米ルイジアナ州では19日、男が自分の子ども7人と別の未成年者1人を殺害し、その後、警察の追跡を受け射殺された。

米国とは異なり、ウクライナでは銃乱射事件は極めてまれだ。内務省によると、戦争前の21年には爆発物が使用されたものも含めた武器による暴力事件が273件あった。23年までに、その数は1万1000件以上に増加した。

銃規制緩和に反対する人々の中からは、市民の銃携帯が乱射事件が起きた場合の犠牲者軽減につながるのか、根拠が不明確だと指摘する声もあがる。

「実際に銃を使用し、その結果を理解することはおろか、銃を使うべきかどうかを判断しなければならない状況に一度も置かれたことのない人々から、(銃所持)賛成の意見が多く聞かれる」と、野党所属で議会防衛・安全保障委員会のロマン・コステンコ委員は話す。

豊富な実戦経験を持つコステンコ氏によれば、武器による自己防衛の事例を裁くウクライナの法制度がいかに不向きか、市民の理解が欠けているという。

多くの反対派は、銃器へのアクセスを拡大すれば、危害を加えようとする者たちがより容易に入手できるようになると主張している。

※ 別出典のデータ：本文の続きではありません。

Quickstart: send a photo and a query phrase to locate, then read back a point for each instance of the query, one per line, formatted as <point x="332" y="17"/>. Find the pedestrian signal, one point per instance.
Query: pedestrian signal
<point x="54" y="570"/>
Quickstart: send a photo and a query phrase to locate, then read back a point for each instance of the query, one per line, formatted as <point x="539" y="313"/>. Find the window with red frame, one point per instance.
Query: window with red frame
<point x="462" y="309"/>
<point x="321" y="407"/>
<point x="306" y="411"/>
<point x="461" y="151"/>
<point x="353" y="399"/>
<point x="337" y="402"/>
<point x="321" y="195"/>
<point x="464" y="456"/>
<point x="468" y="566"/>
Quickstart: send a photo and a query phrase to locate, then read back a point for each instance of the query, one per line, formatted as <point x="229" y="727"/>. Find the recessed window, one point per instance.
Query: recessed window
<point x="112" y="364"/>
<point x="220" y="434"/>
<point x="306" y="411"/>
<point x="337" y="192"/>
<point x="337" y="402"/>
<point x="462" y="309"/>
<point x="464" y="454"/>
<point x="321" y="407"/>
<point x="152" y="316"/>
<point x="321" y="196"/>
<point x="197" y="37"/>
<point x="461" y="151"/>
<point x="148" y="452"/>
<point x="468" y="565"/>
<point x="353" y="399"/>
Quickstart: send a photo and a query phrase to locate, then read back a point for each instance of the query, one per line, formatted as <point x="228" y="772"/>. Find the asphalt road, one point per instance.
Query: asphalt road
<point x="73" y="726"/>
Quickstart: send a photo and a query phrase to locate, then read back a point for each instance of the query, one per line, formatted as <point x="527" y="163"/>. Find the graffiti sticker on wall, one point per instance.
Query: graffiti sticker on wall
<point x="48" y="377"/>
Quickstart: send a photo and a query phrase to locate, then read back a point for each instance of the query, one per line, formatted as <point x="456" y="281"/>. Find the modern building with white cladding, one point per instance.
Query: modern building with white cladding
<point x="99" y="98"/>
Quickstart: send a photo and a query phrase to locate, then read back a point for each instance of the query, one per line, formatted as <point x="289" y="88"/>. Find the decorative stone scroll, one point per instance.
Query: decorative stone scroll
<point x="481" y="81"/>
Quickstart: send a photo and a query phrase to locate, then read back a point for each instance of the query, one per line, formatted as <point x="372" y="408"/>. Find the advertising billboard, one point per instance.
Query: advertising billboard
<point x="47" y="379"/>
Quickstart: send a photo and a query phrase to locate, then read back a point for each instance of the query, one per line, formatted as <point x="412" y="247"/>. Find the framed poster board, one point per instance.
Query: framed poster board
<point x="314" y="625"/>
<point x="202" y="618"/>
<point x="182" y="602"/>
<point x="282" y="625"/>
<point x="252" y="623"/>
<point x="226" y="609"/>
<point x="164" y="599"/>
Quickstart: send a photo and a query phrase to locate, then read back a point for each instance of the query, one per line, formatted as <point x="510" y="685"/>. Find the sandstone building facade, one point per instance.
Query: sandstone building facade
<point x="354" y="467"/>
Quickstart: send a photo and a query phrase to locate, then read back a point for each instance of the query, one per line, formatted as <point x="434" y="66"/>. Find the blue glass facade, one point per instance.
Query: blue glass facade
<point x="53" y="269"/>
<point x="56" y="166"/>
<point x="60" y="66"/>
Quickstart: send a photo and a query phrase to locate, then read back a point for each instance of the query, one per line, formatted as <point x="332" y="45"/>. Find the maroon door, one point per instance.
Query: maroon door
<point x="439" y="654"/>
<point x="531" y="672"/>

キーウの事件で容疑者の男は、登録済みの銃を所持していた。

「この男は銃所持を認められていた。なぜ、将来は善良な人々にのみ武器が与えられ、悪人から私たちを守ってくれるといえるのか」と、野党所属のインナ・ソブスン議員は述べた。

前出のフリス氏は、運転免許教習所のような厳格な規制の下で、銃所持許可申請者や銃器講習所に対する審査制度を整備すれば、そうしたリスクを最小限に抑えられると主張する。

同氏は、そのようなシステムを構築するには少なくとも1年間の移行期間が必要だと述べた。また、正当防衛の権利と限界を定義するため、刑法を改正することが極めて重要だと指摘した。